Consultado pela Sociedade Paranaense de Cardiologia (SPC) do Paraná, nosso escritório defendeu, em parecer jurídico assinado pelo advogado Felipe Souza Podolan, a legalidade e a necessidade de atendimento médico por meio da utilização das técnicas de “telessaúde”, bem como a obrigatoriedade de cobertura por parte das operadoras de planos de saúde sem a necessidade de alteração contratual, enquanto durar o estado de calamidade pública causado pelo vírus COVID-19.
Confira, abaixo, a íntegra do parecer.
Ponta Grossa, 02 de abril de 2020.
PARECER JURÍDICO
Consulta-nos a SOCIEDADE PARANAENSE DE CARDIOLOGIA, doravante denominada “consulente”, inscrita no CNPJ sob nº 78.744.760/0001-09, com sede na cidade de Curitiba, Estado do Paraná, a respeito da temática “cobertura assistencial dos atendimentos realizados por meios remotos, empregando-se tecnologias que viabilizem o atendimento não presencial (telessaúde)”, apresentando os seguintes questionamentos, que serão respondidos ao final:
Face aos questionamentos formulados, cabem, inicialmente, as seguintes considerações gerais:
O Brasil encontra-se em período de calamidade pública, reconhecida por meio do Decreto Legislativo nº 6 de 2020[1] em virtude da pandemia do vírus COVID- 19, também conhecido como coronavírus.
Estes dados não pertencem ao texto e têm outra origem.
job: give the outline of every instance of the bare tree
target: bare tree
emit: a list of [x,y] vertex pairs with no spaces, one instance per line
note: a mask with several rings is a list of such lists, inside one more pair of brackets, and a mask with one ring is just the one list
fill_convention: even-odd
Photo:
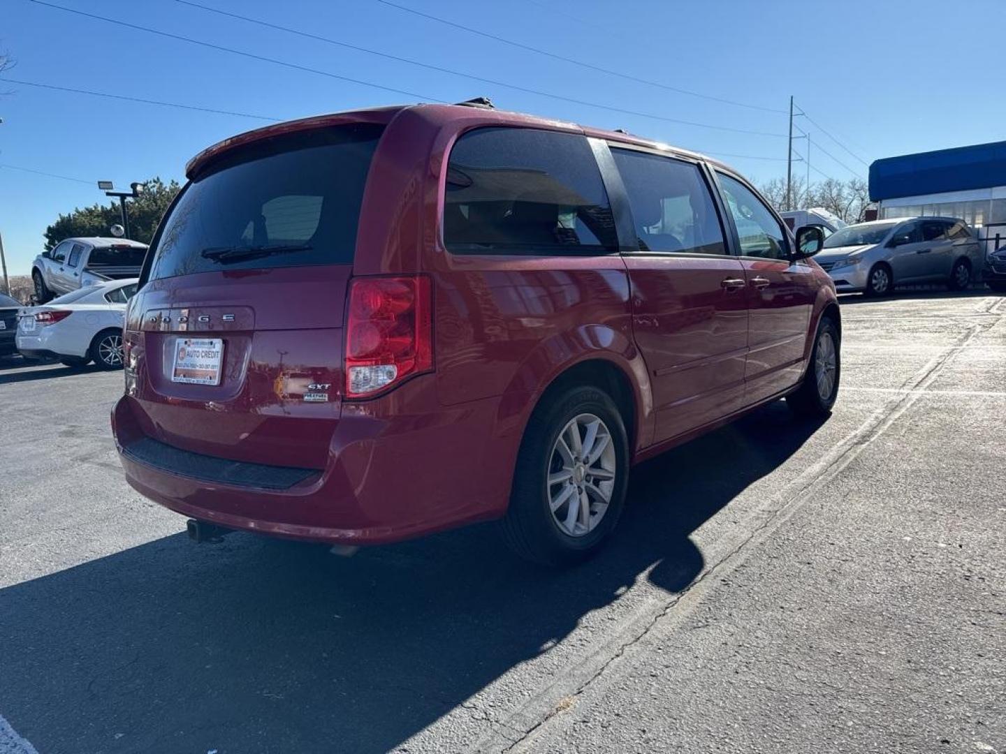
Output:
[[[772,178],[759,188],[777,210],[786,211],[786,179]],[[858,222],[862,220],[869,203],[869,187],[862,178],[851,178],[846,182],[827,178],[808,186],[803,178],[793,177],[794,208],[823,207],[846,222]]]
Tendo em vista que o coronavírus possui alto potencial de proliferação em ambientes de elevada densidade populacional, as autoridades de saúde têm recomendado o isolamento social como medida de combate à propagação da doença. Empresas e profissionais liberais tiveram que adequar suas atividades à recomendação imposta.
Com vistas a continuar prestando o devido atendimento, os serviços de saúde também tiveram que passar por adaptações, as quais também visam colaborar com o isolamento social recomendado. Verifica-se, então, um exponencial crescimento de atendimentos por meio de telemedicina, nos mais variados contextos e especialidades, uma vez que tal procedimento possibilita maior proteção dos profissionais e pacientes do contágio.
A telessaúde é prática já utilizada há tempo na psicologia, sendo regulamentada pela Resolução nº 11 de 2018 do Conselho Federal de Psicologia (CFP)[2], que permite a oferta on-line de diversos serviços, desde que devidamente autorizados pelo SATEPSI (Sistema de Avaliação de Testes Psicológicos) e de acordo com as normativas vigentes do Conselho Federal de Psicologia.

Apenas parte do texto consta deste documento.